Snapback is a process foreseen under the nuclear deal, formally called the Joint Comprehensive Plan of Action, which could culminate in the automatic restoration of all UN sanctions on Tehran 30 days after a complaint has been filed by one party.
The United States claimed it had triggered the mechanism in late August, although it had already quit the agreement in 2018 and reimposed its own unilateral sanctions on Iran.
Out of the 15 UNSC members, 13 countries expressed their opposition, arguing that the US move is void since it is no longer a participant. 

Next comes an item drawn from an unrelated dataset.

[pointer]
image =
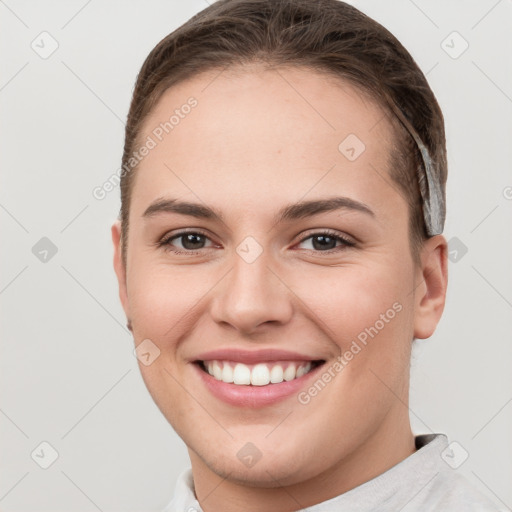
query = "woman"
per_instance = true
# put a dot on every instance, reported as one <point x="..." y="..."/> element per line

Indonesia, the former president of UNSC, said it was “not in the position to take further action” on the US bid because there was no consensus in the 15-member body.
Niger, the next president, also announced that it stood by the same decision. 

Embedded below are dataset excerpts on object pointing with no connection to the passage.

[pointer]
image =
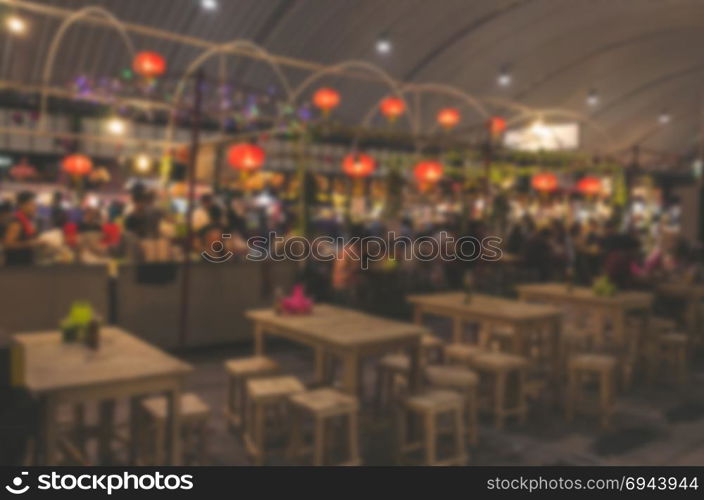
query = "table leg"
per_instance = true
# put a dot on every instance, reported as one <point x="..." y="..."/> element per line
<point x="415" y="375"/>
<point x="106" y="422"/>
<point x="320" y="366"/>
<point x="48" y="445"/>
<point x="351" y="376"/>
<point x="135" y="436"/>
<point x="173" y="427"/>
<point x="79" y="427"/>
<point x="457" y="330"/>
<point x="258" y="339"/>
<point x="418" y="315"/>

"Permanent representatives of the UNSC member states and my predecessors at the post of the council’s president have already unambiguously commented on the illegitimacy of any American efforts in this regard," the Russian diplomat also said on Thursday.  
The US argued that it was entitled to use the process because UNSC Resolution 2231 that endorsed the nuclear deal still named it as a participant.

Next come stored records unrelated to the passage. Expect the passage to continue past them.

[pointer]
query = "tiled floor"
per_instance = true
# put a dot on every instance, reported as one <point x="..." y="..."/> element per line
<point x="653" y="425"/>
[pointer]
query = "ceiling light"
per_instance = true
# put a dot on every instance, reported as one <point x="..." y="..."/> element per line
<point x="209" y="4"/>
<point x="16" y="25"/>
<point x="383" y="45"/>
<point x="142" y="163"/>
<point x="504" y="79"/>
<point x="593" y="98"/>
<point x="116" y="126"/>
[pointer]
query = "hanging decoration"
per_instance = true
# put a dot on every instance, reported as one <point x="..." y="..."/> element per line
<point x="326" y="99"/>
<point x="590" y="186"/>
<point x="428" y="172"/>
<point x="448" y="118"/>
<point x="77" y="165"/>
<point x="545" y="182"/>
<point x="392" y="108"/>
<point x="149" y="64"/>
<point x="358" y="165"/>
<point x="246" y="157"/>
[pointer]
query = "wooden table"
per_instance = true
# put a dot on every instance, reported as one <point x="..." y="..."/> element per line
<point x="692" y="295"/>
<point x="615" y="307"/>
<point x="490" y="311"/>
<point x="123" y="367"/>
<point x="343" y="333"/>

Despite all opposition, Washington asserted after the deadline that the UN restrictions had been restored and slapped new sanctions against Iran to underpin its statement. 
Other JCPOA parties, France, Germany, the United Kingdom, Russia and China refused to recognize the resumption of UN measures against Iran. 
Russia’s Foreign Minister Sergey Lavrov said last week that “these attempts using illegal means have no prospect of succeeding”.
The three European powers also said the actions were incapable of having any legal effect.
The impetus for US action was the impending expiry of a UN arms embargo on Iran in October and an effort to warn foreign actors that they will face American sanctions if they buy or sell arms to Iran.
“No matter who you are, if you violate the UN arms embargo on Iran, you risk sanctions,” US Secretary of State Mike Pompeo told a news conference after the announcement.
The UN Security Council had earlier rejected the US attempt to extend the arms ban indefinitely. 
Russian Foreign Ministry Spokeswoman Maria Zakharova said the UN Security Council’s plans in October under Moscow’s presidency will include ministerial debates on the Persian Gulf situation affected by the Iran-US conflict.
“The topicality of this issue is determined by the growth of crisis in the region, in part, against the backdrop of Washington’s heavy pressure on Iran and its efforts to undermine the implementation of JCPOA and Security Council Resolution 2231,” she told a press briefing on Thursday.